The method identifies monotonically decreasing segments at least min_length
days long and fits log(Q) = log(Q0) - t/k by linear regression. The
R-squared of each fit tells how close to a pure exponential the recession
is (close to 1 = perfectly linear reservoir).
# Use a sub-period so the plot stays readable
ts_sub = TimeSeries(ts['cologne'].loc['2000':'2005'].to_frame(name='cologne'))
rec_df, _ = ts_sub.recession_analysis(min_length=7, column='cologne', plot=False)

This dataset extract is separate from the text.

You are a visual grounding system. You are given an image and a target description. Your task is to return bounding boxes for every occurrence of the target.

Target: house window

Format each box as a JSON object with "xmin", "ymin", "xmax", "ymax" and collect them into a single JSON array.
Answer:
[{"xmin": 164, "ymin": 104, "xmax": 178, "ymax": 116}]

print('Number of recession segments found:', len(rec_df))
print(rec_df.head())
print('\nMedian recession constant k (days):',
round(float(rec_df['recession_constant_k'].median()), 1))
Number of recession segments found: 101 recession_id start_index end_index length recession_constant_k \ 0 0 0 8 9 17.178610 1 1 13 30 18 14.718160 2 2 43 59 17 16.051949 3 3 68 78 11 14.808471 4 4 88 101 14 47.281637 r_squared 0 0.970872 1 0.974280 2 0.981054 3 0.978972 4 0.991471 Median recession constant k (days): 23.0
The median value of k summarises the dominant drainage time scale of the upstream aquifer system. For large Alpine rivers like the Rhine we typically expect k on the order of tens of days.
Summary¶
| Method | What it gives you | Typical use |
|---|---|---|
flow_duration_curve |
Exceedance of every flow | Design, ecology, comparison |
annual_extremes |
AMS / AMIN series | Flood / drought frequency |
exceedance_probability |
Empirical P and return period T | Flood-frequency plots |
baseflow_separation |
Baseflow / quickflow hydrograph | Event analysis, water balance |
baseflow_index |
Single BFI number | Catchment regionalisation |
flashiness_index |
RB index | Flow variability quantification |
recession_analysis |
k (days), R^2 | Aquifer / drainage characterisation |
Together these methods give a quantitative fingerprint of any streamflow record and are the starting point of almost every operational hydrological study.